Monetary policy is basically how a country's central bank vibes with controlling money and credit to keep the economy lit. 💸

Monetary policy is like either super chill 😎 (expansionary) or kinda tight (contractionary).

It's all about managing money supply and interest rates to handle the big stuff like keeping inflation in check, consumption on point, economic growth 🚀, and liquidity flowing.

They do this by tweaking interest rates, trading government bonds, managing forex rates, and deciding how much cash banks gotta hold onto.

Monetary policy tools are like open market moves, sliding banks some direct dough, setting reserve rules, grabbing the emergency toolbox, and leveling up market vibes (as long as the central bank keeps it real).

Monetary bosses usually get policy mandates like, "Yo, keep the GDP rising smooth, unemployment low, and make that foreign exchange & inflation stable." 🔥

You can use monetary policy with fiscal policy, which is when they play with taxes, borrowing, and spending to do the economy thing.
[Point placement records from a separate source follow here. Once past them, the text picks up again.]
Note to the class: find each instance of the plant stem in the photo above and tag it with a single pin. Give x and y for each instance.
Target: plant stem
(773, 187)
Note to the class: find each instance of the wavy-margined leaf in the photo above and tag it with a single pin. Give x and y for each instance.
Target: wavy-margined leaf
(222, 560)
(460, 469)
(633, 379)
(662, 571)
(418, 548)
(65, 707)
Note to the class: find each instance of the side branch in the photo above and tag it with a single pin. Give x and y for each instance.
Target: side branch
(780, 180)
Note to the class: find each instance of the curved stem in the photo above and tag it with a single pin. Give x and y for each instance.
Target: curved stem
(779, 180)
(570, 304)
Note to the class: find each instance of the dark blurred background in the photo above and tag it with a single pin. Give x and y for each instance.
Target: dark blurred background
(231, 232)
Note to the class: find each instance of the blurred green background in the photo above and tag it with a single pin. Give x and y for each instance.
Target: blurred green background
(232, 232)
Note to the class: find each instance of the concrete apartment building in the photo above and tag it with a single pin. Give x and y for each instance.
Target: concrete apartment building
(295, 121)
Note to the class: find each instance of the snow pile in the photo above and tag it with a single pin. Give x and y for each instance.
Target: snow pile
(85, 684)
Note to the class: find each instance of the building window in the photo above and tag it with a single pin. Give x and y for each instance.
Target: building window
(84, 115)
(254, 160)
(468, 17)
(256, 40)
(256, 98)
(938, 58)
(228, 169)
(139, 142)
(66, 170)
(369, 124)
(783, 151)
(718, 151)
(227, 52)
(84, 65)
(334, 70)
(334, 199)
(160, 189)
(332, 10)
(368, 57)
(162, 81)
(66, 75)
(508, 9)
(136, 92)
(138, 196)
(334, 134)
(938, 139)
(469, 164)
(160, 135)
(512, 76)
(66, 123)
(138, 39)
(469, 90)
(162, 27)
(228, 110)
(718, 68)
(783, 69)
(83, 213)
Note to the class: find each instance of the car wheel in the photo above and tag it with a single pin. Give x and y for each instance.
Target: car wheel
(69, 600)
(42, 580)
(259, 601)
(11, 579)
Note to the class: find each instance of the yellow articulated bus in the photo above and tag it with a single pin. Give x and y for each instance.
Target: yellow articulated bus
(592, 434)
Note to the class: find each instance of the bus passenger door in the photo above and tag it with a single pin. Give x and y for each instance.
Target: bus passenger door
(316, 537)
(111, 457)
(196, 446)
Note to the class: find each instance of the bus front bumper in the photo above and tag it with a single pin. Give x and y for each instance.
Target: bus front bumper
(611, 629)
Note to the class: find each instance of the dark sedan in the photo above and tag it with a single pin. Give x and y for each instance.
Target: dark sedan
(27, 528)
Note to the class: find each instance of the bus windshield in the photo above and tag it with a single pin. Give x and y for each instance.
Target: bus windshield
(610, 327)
In the U.S., the crew running things is the Federal Reserve.

They wanna make sure the money machine isn't going wild, messing with inflation or cramping growth.

Dream scenario? Inflation chilling at 2% yearly, keeping prices steady. They’re also all about low unemployment, staying under 5% is goals. 🙌

Their main power moves are forward guidance, discount rate, reserve requirements, open market operations, and large scale asset purchases (LSAPs)
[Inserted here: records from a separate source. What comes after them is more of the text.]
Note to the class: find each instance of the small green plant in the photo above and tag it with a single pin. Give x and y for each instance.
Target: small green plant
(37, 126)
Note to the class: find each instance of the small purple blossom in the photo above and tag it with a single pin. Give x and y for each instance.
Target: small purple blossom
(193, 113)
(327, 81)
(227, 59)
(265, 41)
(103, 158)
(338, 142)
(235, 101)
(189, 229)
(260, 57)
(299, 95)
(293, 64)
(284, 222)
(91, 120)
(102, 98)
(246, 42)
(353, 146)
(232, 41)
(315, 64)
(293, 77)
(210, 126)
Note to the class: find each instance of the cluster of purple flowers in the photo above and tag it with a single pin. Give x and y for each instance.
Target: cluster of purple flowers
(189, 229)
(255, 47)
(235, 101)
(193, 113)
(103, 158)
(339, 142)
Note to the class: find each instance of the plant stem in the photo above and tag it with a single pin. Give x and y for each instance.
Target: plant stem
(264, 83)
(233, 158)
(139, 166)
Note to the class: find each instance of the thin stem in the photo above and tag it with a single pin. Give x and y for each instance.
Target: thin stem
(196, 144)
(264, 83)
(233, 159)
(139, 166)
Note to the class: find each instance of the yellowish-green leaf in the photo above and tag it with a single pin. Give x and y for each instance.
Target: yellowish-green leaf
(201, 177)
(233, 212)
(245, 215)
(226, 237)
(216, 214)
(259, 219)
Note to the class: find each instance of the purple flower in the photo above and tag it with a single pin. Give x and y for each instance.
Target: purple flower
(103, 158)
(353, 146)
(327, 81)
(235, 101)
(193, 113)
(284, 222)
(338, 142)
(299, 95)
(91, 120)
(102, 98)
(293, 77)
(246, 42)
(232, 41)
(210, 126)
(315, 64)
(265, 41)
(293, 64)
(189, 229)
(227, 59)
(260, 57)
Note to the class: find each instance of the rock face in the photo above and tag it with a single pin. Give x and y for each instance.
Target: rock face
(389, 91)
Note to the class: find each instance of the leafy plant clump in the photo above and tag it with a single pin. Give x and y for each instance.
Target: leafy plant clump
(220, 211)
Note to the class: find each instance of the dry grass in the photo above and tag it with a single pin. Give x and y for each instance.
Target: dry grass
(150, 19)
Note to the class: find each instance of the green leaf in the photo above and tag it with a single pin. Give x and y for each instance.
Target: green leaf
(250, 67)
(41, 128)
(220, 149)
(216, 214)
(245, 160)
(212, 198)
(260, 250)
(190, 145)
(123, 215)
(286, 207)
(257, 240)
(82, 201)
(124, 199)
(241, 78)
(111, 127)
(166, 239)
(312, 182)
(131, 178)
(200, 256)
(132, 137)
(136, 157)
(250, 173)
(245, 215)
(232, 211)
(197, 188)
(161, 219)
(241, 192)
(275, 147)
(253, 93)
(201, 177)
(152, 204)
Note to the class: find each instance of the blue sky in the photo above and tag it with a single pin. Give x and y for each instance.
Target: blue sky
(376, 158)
Now, most monetary action happens through open market ops—basically swapping government bonds like it’s Pokémon cards but for banks.

With these open market vibes (expanding or shrinking the money supply), central banks can basically DJ the short-term interest rate like pros.

After the Great Financial Crisis, the Fed flexed by buying long-term stuff (like mortgage-backed securities) with a move called “QE” or quantitative easing.

What are the central banks’ goals when conducting monetary policy?

Central bankers got a list of goals when they’re doing the monetary policy dance:

  • Keep economic growth at peak vibes.
  • Keep unemployment as low as possible, no one likes jobless vibes.
  • Keep inflation on the down-low.
  • Keep interest rates chill (so investors don’t ghost).
  • Keep exchange rates stable, avoid a rollercoaster ride. 🎢
  • Push for financial system stability and squash systemic risks.

But like, everybody knows the top goal has gotta be keeping prices stable AF. 🏷️

One way to do it? Inflation targeting: crank up interest rates if inflation tries to party above 2%, or lower them if it’s not showing up to the party. 😅

Financial Stability

Lately, central banks are rethinking their game on keeping the financial scene steady.

Should financial stability get major status like price stability or solid growth? 💭

Financial stability is when the money world can handle surprises without derailing like a train losing its track.

Financial instability is when these three red flags are waving:

  1. Some financial prices going rogue from reality; and/or
  2. Market flow and credit getting twisted, maybe even around the world; and
  3. Big spending veering way off-course from the economy’s chill zone.

To keep things calm and reduce those "oh no" moments, the Federal Reserve has their Division of Financial Stability squad scoping out the money landscape, peeping potential threats, and scheming on vibe-saving policies.